14 Jul Francisco, la revolución inesperada
Por Jorge Oesterheld
Si miramos un poco la historia, es fácil descubrir que las revoluciones se van preparando poco a poco; un día algo estalla y los acontecimientos se precipitan, pero los cambios se fueron incubando, a veces durante siglos, antes de ese momento en el que un hecho fortuito, o la aparición de un líder o algún otro detonante, hacen explotar lo que “se veía venir”.
La renuncia de Benedicto XVI y la aparición en escena del papa Francisco no parecen emerger de un largo proceso, sino que brotan de forma imprevista como algo sorprendente y sorpresivo. Ni el más informado y audaz analista de la realidad eclesial o de la política mundial podría haber imaginado en 2013 que los temas y los personajes centrales del año 2016 serían los que hoy ocupan el centro de la atención, y asustan a algunos e ilusionan a otros.
Acostumbrada a tiempos que se deslizan perezosamente, la Iglesia contempla perpleja lo ocurrido, y con asombro aún más preocupado mira hacia adelante: se han borrado los caminos que se pensaba recorrer, las agendas dejaron de ser esos espacios tranquilizantes en los que se programa la vida. Unos exultan de alegría y otros han entrado en pánico, pero todos están sorprendidos y ansiosos: ¿hacia dónde vamos?
Ante lo imprevisto, la primera reacción suele ser el miedo y una actitud defensiva. La amplia sonrisa del Papa y su actitud abierta, afectuosa y acogedora disiparon el temor y generaron en un primer momento una enorme corriente de simpatía. Los problemas comenzaron después, cuando se fue comprendiendo que esa actitud que se aplaudía no era una estrategia de marketing sino algo auténtico, una manera de ser y de actuar que estaba destinada a extenderse más allá de la figura blanca, destinada a llegar a todos los rincones de la Iglesia y del mundo. Una actitud que, con una sonrisa, se reclamaba a aquellos que aplaudían pero que sin embargo no siempre estaban dispuestos a imitar.
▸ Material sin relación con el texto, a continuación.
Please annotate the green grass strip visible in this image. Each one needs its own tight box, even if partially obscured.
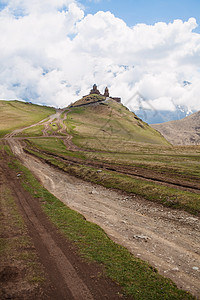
[10,160,195,300]
[27,149,200,215]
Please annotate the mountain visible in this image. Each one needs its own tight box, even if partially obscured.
[151,111,200,145]
[68,95,169,151]
[0,100,55,137]
[135,105,194,124]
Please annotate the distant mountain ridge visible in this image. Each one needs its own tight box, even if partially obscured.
[134,105,196,124]
[151,111,200,145]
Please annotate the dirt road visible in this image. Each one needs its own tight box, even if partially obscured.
[0,143,131,300]
[9,139,200,297]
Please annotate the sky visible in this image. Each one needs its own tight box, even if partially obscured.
[80,0,200,32]
[0,0,200,115]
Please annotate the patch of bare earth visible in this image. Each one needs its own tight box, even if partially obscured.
[0,148,131,300]
[8,141,200,297]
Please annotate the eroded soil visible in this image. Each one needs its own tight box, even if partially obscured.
[9,139,200,297]
[0,149,128,300]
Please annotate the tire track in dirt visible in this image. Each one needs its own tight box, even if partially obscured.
[4,155,128,300]
[8,141,200,296]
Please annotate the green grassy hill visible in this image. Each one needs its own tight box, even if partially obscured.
[0,100,55,137]
[66,99,169,152]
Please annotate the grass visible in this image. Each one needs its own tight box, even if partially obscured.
[27,150,200,215]
[0,171,44,286]
[0,101,55,137]
[65,100,169,151]
[7,156,194,300]
[16,125,44,137]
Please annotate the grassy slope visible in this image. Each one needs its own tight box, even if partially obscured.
[0,101,55,137]
[0,145,44,299]
[6,149,194,300]
[67,100,169,151]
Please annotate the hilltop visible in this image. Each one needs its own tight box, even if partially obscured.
[151,111,200,145]
[68,95,169,151]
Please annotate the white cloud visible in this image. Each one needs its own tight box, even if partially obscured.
[0,0,200,111]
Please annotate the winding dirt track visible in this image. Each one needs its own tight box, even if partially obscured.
[3,111,200,299]
[5,138,200,297]
[0,157,126,300]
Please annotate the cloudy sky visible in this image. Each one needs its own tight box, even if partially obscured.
[0,0,200,115]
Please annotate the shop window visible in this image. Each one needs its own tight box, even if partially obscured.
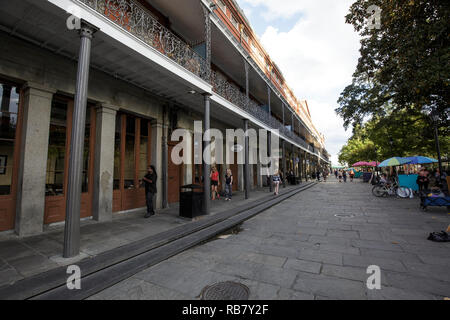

Una cosa es un Papa abierto y generoso, otra muy diferente es una Iglesia así.
Si esta revolución inesperada ha sido sorprendente en el mundo entero, en la Argentina las palabras “sorpresa”, “perplejidad”, y cualquier otra similar se han quedado cortas, casi inservibles. Como suele ocurrirnos, pasamos de la euforia adolescente y futbolera a nuestra otra pasión, quizá más fuerte aún que la del fútbol: la pasión de opinar por opinar, de tener para todo una teoría que explica todo. Sorprendidos por el acontecimiento que probablemente sea el más importante de nuestra historia como nación, estamos a la defensiva de nuestros pequeños territorios mentales y sin tomar conciencia de la magnitud de la posibilidad que se nos ofrece.
Un hombre pacífico, insultado y descalificado con saña y vulgaridad por una mujer que ha perdido dos hijos y no ha logrado cerrar esa terrible herida, recibe su pedido de perdón con una frase porteña y familiar: “Olvidate, ya pasó, todos nos equivocamos”. Los que miran desde lejos prefieren analizar la escena desde la política. Es comprensible, es la mejor manera de vaciarla de contenido humano y de romper el espejo que nos refleja: en esa escena dolorosa estamos reflejados todos, y el dolor es muy grande. Cuando las heridas aún están abiertas es muy difícil pedir y dar perdón. Es menos doloroso mantenernos apegados a los juicios que no estamos dispuestos a cambiar y discutir de política en lugar de mirarnos al espejo.
Quizás esta revolución de Francisco no sea sólo imprevista sino además no deseada. Pero ya está ahí; un hombre que todos los domingos viajaba en el ferrocarril Sarmiento hasta Ituzaingó a visitar a su familia y que se ha convertido en el líder global más respetado nos propone dejar nuestro dolor a un lado, permitir hablar a nuestro corazón y sumarnos a esta revolución tan sorprendente como necesaria.